= Kids 4 Afghan Kids =

US-based non-profit organization

Kids 4 Afghan Kids is a non-profit organization that seeks to provide education and medical aid to Afghanistan children and their families. It was started in 1998 by a group of 6th graders in Northville, Michigan. The program is officially called the 'Multi-Ethnic Afghan Schools and Humanitarian Assistance' and has raised over $100,000 toward their efforts.

==Overview==
Kids 4 Afghan Kids is a child powered and child driven charity organization. Originally, Kids 4 Afghan Kids was solely helped through the volunteering of students attending Northville Public Schools, but the project has gained more support across the region and has volunteers from many different difference schools. Kids 4 Afghan Kids dedicated its time to raising money in the United States, which all goes to help fund aspects of the Afghan village. In the 17 years it since its founding, Kids 4 Afghan Kids has raised funding to build multiple schools, provide clean drinking water, create gardens filled with vegetable and fruit trees, and the money to hire teachers and medical staff. Kids 4 Afghan Kids raises its funds though direct donations and fundraisers, where Kids 4 Afghan Kids sells homemade baked goods and other snacks.

Village elders gave Kids 4 Afghan Kids some land to start its project. When the project started, several buildings were constructed for persons living in the area. The first school built was originally designed to house 150 students and six teachers were hired. Four hundred sixty five students showed up the first day of school. Currently there are four schools, boys and girls each have a high school and primary school. The project has expanded to include 2400 students. Students have class six days a week with Fridays off. Twenty one teachers work on the project and each has at least 100 students per class. Mathematics, social studies and science are taught in the high schools, similar to many Western schools. Dari and Pashto—the two national languages of Afghanistan—are also important subjects of the curriculum. Additionally, the project houses 110 orphans. The deep well provides safe drinking water, and the fruit and nut trees feed the children and families as well.

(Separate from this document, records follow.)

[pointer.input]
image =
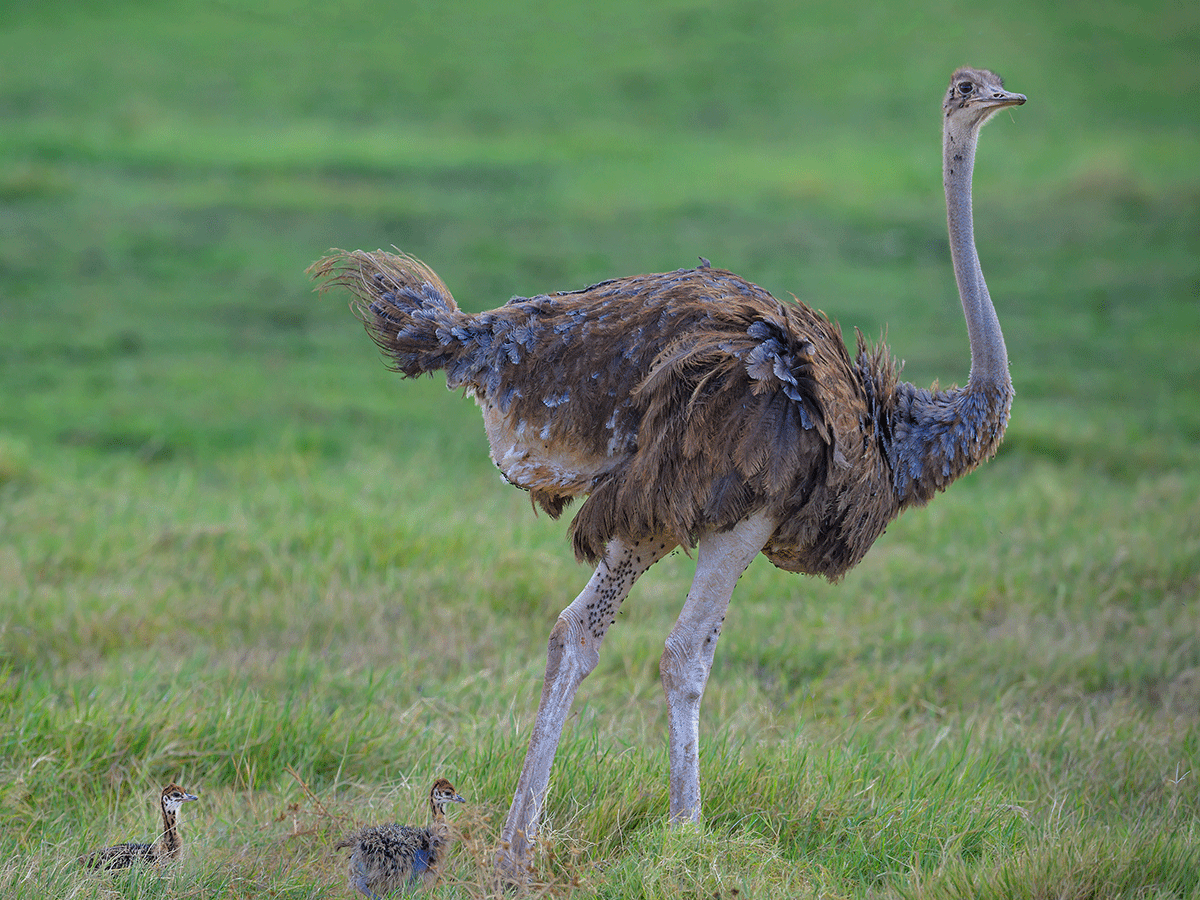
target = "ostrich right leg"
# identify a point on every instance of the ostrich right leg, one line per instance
(573, 654)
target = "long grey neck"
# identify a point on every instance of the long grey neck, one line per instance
(168, 844)
(989, 358)
(940, 435)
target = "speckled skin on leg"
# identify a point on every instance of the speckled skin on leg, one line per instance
(573, 653)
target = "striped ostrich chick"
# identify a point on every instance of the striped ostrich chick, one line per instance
(394, 857)
(165, 849)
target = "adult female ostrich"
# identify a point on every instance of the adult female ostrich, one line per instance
(694, 409)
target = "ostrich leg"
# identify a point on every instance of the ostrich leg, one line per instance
(573, 654)
(688, 658)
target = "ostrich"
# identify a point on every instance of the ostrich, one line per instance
(166, 849)
(395, 857)
(693, 408)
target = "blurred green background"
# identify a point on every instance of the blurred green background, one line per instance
(237, 551)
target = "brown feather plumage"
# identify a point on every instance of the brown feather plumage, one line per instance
(675, 403)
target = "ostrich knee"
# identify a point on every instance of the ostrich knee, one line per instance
(571, 653)
(684, 673)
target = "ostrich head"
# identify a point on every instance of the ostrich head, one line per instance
(976, 95)
(174, 797)
(441, 795)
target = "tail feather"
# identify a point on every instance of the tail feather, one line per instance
(403, 305)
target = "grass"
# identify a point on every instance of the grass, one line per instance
(238, 553)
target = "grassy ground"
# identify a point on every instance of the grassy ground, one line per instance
(238, 553)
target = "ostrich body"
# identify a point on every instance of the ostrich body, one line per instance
(693, 408)
(167, 846)
(395, 857)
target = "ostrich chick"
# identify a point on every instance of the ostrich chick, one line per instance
(166, 849)
(396, 857)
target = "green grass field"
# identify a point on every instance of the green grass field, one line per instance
(239, 553)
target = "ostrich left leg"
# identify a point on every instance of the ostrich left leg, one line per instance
(573, 653)
(688, 658)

Kids 4 Afghan Kids has an account with Global Giving, a website dedicated to helping grass roots non profit organizations as well as larger charities. Kids 4 Afghan Kids only recently joined Global Giving, during the summer of 2015, and has raised approximately $5000 from the online fundraisers so far.

The director of the Kids 4 Afghan Kids program, Khris Nedam, is the teacher behind the project. Nedam taught school and lived in Afghanistan in the early 1990s. For her work, she received a 2007 National Award for Citizen Diplomacy.